LE RETOUR DU PROJECTIONNISTE d’Orkhan Aghazadeh
- Mathis Gautherin
- 20 janv.
- 3 min de lecture

LE MOT : TRANSMISSION
Dans Le Retour du projectionniste, Orkhan Aghazadeh filme un cinéma en crise pour son premier long-métrage. Un cinéma rare, entravé, presque interdit. Un cinéma qui ne va plus de soi, qui essaye de survivre, de résister.
Loin des salles de cinéma confortables, le film a pour décor une région isolée des montagnes enneigées du Caucase, en Azerbaïdjan, où l’accès au réseau nécessite de gravir une montagne. La modernité est littéralement en hauteur, inaccessible, comme un privilège réservé. Dans cet espace hors du monde et du temps, un détail prend une valeur symbolique et devient la quête des protagonistes tout au long du métrage : aucune ampoule n’est en vente. La lumière manque. Elle est contrôlée, rationnée, comme l’information, comme l’image dans un pays où la censure emprisonne et gangrène la culture. Projeter un film devient un geste clandestin, un acte politique. Faire circuler la lumière revient donc à résister.
Le cinéma, ici, n’est pas un divertissement, il est un danger potentiel. Une brèche. La censure est filmée de manière diffuse, intégrée au quotidien. Tout le village est convié à une projection organisée dans la salle des fêtes du village par un groupe de passionnés mais la présence des femmes reste conditionnée à l’autorisation des hommes. Cette contradiction traverse tout le film : le cinéma promet l’émancipation, mais demeure prisonnier des structures patriarcales et sociales qui l’entourent. Le cinéma rassemble, mais ne libère pas encore.
Au cœur de l’organisation de la projection, se tiennent deux générations. Tout d’abord, il y a Sami, ancien projectionniste solitaire, marqué par le deuil de son fils. Pour lui, le cinéma n’est plus un avenir, mais une mémoire. « Quand un vieux film passe à la télé, j’ai l’impression d’avoir 25 ans à nouveau », lui confie un de ses amis. Le cinéma devient alors, pour lui, une machine à remonter le temps, un refuge contre la douleur du deuil, un lien entre son vivant et la mort de son fils.
Celui qui l’accompagne est Ayaz, jeune cinéphile, emplit de désirs et de projets. Il rêve de devenir réalisateur. Là où Sami regarde en arrière, Ayaz regarde devant. Deux réalités, deux âges, deux rapports au cinéma. Pourtant, aucune opposition frontale. Le passé nourrit le futur, la transmission ne passe pas par les discours mais par les gestes, la patience, la débrouillardise. Deux générations qui avancent main dans la main.
Organiser la projection devient alors un objectif commun pour eux deux. Un acte collectif, artisanal, presque sacré. Ensemble, ils doivent composer avec la pénurie et l’absurde : gravir les collines pour capter un signal et commander une simple ampoule, persuader le village d’ériger puis de coudre un écran de fortune, ressusciter de vieux magnétoscopes à coups de soudures approximatives, affronter le comité de censure de la région, faire taire les rumeurs et tenir bon face au découragement des habitants du village impatientés par le moment de divertissement tant attendu, qu’est la projection. Chaque étape devient une épreuve, comme si faire exister une image relevait déjà de l’insoumission.

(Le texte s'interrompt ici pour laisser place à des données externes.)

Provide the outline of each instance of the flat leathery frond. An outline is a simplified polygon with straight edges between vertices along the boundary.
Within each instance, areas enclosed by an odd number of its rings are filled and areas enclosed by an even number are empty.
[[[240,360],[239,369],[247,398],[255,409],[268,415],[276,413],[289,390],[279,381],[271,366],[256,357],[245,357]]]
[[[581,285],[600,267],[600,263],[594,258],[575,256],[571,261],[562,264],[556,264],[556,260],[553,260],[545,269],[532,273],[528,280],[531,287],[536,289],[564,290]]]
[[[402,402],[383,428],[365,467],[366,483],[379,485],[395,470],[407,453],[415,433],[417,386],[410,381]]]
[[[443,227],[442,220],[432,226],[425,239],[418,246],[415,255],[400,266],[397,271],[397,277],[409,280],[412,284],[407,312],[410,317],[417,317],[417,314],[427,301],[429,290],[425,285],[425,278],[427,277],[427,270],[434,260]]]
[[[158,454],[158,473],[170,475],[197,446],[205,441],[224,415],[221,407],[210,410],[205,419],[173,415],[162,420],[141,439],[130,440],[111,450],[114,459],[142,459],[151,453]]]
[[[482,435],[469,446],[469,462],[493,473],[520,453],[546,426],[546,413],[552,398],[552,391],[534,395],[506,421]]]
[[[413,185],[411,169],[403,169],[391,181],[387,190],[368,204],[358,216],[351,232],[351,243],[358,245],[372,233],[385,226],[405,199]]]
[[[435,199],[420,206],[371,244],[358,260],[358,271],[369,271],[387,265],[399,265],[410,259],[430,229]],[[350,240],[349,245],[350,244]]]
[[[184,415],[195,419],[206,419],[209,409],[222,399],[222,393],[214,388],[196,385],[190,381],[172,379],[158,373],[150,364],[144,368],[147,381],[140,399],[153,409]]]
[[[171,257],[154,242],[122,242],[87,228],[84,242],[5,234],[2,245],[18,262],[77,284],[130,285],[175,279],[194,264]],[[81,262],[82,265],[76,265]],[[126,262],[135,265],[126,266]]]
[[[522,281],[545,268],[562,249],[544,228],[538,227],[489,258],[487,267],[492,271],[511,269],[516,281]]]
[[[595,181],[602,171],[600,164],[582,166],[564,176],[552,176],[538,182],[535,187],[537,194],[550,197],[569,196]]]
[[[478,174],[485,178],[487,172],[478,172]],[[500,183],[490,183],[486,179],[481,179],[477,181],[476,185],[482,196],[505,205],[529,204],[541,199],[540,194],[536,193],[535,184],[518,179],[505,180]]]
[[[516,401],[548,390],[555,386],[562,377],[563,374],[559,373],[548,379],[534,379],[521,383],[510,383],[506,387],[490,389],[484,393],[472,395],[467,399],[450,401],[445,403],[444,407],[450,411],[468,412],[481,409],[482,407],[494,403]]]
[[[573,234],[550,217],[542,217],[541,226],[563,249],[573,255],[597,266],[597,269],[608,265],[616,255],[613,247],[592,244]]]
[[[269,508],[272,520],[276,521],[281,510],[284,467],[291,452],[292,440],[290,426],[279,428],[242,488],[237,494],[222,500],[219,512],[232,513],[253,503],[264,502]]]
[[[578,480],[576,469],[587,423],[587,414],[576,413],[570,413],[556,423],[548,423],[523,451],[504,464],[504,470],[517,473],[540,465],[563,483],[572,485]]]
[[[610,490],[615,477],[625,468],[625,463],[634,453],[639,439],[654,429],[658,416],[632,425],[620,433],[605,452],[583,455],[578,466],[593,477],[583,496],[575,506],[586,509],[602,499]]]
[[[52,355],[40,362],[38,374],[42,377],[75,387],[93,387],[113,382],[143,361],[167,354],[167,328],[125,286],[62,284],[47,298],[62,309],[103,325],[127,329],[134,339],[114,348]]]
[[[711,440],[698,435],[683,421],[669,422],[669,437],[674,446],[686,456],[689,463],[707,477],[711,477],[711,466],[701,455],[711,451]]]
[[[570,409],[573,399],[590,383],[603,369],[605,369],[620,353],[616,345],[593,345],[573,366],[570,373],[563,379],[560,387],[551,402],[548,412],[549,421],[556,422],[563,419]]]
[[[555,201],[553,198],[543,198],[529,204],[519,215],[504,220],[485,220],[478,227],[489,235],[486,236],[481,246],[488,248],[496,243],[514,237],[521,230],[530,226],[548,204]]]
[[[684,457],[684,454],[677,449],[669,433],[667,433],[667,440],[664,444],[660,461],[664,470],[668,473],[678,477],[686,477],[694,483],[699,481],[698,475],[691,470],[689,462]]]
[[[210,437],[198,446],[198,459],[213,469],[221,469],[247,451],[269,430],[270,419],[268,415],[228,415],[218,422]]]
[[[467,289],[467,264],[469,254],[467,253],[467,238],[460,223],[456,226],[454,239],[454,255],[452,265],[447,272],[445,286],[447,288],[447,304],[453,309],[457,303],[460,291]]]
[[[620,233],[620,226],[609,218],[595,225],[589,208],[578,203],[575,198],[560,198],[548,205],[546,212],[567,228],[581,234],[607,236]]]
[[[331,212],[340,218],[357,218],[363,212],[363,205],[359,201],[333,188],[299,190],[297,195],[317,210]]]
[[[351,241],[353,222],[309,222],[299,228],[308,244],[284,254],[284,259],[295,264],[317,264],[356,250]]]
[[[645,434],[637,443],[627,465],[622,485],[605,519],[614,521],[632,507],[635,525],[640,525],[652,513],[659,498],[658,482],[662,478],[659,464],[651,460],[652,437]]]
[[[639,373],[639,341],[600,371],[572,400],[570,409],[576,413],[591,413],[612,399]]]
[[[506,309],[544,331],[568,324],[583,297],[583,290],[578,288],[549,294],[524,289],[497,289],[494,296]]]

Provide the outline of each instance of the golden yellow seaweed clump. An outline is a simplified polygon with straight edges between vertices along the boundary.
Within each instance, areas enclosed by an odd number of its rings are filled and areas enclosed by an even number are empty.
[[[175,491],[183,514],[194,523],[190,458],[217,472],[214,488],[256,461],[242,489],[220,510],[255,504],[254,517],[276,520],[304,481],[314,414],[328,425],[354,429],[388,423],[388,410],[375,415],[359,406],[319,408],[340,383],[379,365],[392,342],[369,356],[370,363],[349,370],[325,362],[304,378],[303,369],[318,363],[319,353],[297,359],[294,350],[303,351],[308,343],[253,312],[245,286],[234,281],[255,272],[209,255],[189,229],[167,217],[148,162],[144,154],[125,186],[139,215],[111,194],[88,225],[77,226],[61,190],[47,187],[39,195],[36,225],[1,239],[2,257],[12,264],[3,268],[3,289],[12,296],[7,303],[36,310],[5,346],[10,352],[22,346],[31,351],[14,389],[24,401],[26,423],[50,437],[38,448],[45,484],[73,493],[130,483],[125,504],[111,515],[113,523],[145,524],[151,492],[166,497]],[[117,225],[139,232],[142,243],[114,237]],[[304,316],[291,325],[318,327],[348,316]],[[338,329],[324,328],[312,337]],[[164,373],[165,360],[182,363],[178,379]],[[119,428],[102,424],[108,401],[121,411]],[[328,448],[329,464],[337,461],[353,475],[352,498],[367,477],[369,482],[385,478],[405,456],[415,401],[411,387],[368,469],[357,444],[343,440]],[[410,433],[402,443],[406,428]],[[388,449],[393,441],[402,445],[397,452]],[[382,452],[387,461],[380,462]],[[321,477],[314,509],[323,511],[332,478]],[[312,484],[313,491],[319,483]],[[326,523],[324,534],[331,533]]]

Le geste le plus fort du film est peut-être méta-cinématographique, puisque le titre du film est décidé à l’intérieur même du récit. Les protagonistes nomment leur propre histoire. Le cinéma se regarde naître. Le Retour du projectionniste ne raconte pas seulement un retour à l’écran, mais un retour dans l’histoire, dans la possibilité même de raconter.
On peut donc aisément et naturellement, faire un parallèle avec Cinema Paradiso de Giuseppe Tornatore. Même figure centrale du projectionniste, même village réuni face à l’écran, même transmission intergénérationnelle. Mais là où Tornatore célébrait un âge d’or disparu empreint de nostalgie, Aghazadeh filme un âge d’or empêché puisque dans Cinema Paradiso, le cinéma a existé puis s’est éteint. Mais ici, il lutte pour exister. La nostalgie n’est pas douce, elle est POLITIQUE. Sami n’est pas Alfredo. Il ne transmet pas seulement une passion, mais une résistance. Il ne garde pas un paradis perdu ; il protège une possibilité d’avenir.
Le Retour du projectionniste rappelle donc que le cinéma n’est jamais neutre mais qu’il est lumière, mémoire, lien, transmission et parfois, un acte de courage et de résistance face à l’injustice.